Section 4. No Other Modification. Other than as set forth in this Amendment No. 2, the terms and conditions of the Rights Agreement remain in full force and effect without modification thereto.
Section 5. Counterparts. This Amendment No. 2 may be executed in any number of counterparts. Each counterpart shall for all purposes be deemed to be an original, and all such counterparts shall together constitute but one and the same instrument.
Section 6. Governing Law. This Amendment No. 2 shall be deemed to be a contract made under the laws of the State of Michigan and for all purposes shall be governed by and construed in accordance with the laws of such State applicable to contracts to be made and to be performed entirely within such State. The courts of the State of Michigan and of the United States of America located in the State of Michigan (the “Michigan Courts”) shall have exclusive jurisdiction over any litigation arising out of or relating to this Amendment No. 2 and the transactions contemplated hereby, and any Person commencing or otherwise involved in any such litigation shall waive any objection to the laying of venue of such litigation in the Michigan Courts and shall not plead or claim in any Michigan Court that such litigation brought therein has been brought in an inconvenient forum.
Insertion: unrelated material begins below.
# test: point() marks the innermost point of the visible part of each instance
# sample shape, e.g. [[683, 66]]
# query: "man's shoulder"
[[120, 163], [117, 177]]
Section 7. Descriptive Headings. Descriptive headings of the several sections of this Amendment No. 2 are inserted for convenience only and shall not control or affect the meaning or construction of any of the provisions of this Amendment No. 2.
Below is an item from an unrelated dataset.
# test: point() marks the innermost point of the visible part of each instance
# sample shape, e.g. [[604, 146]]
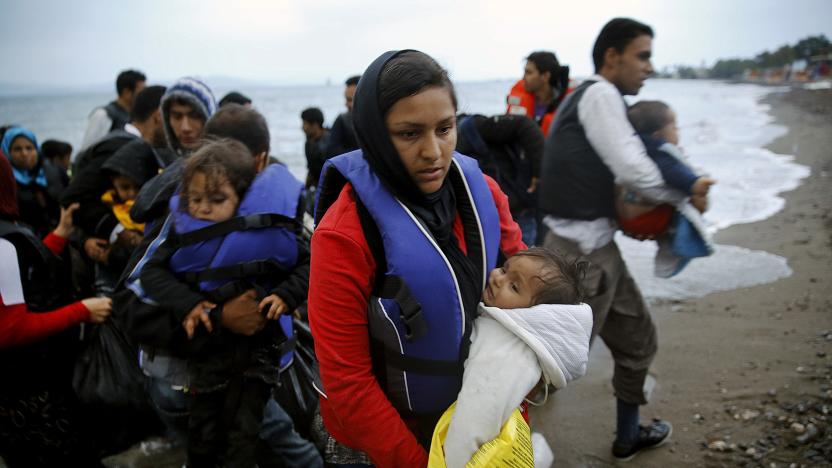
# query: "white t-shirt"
[[11, 288]]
[Signatures follow on next page]
In Witness Whereof, the parties hereto have caused this Amendment No. 2 to be duly executed and delivered as of the day and year first above written.
Vericel Corporation | |||||||||||
By: | /s/ Sean C. Flynn | ||||||||||
Name: | Sean C. Flynn | ||||||||||
Title: | Vice President, General Counsel & Secretary |
Continental Stock Transfer & Trust Company, as Rights Agent | |||||||||||
By: | /s/ Henry Farrell | ||||||||||
Name: | Henry Farrell | ||||||||||
Title: | Vice President |
[Signature Page – Amendment No. 2 to Rights Plan]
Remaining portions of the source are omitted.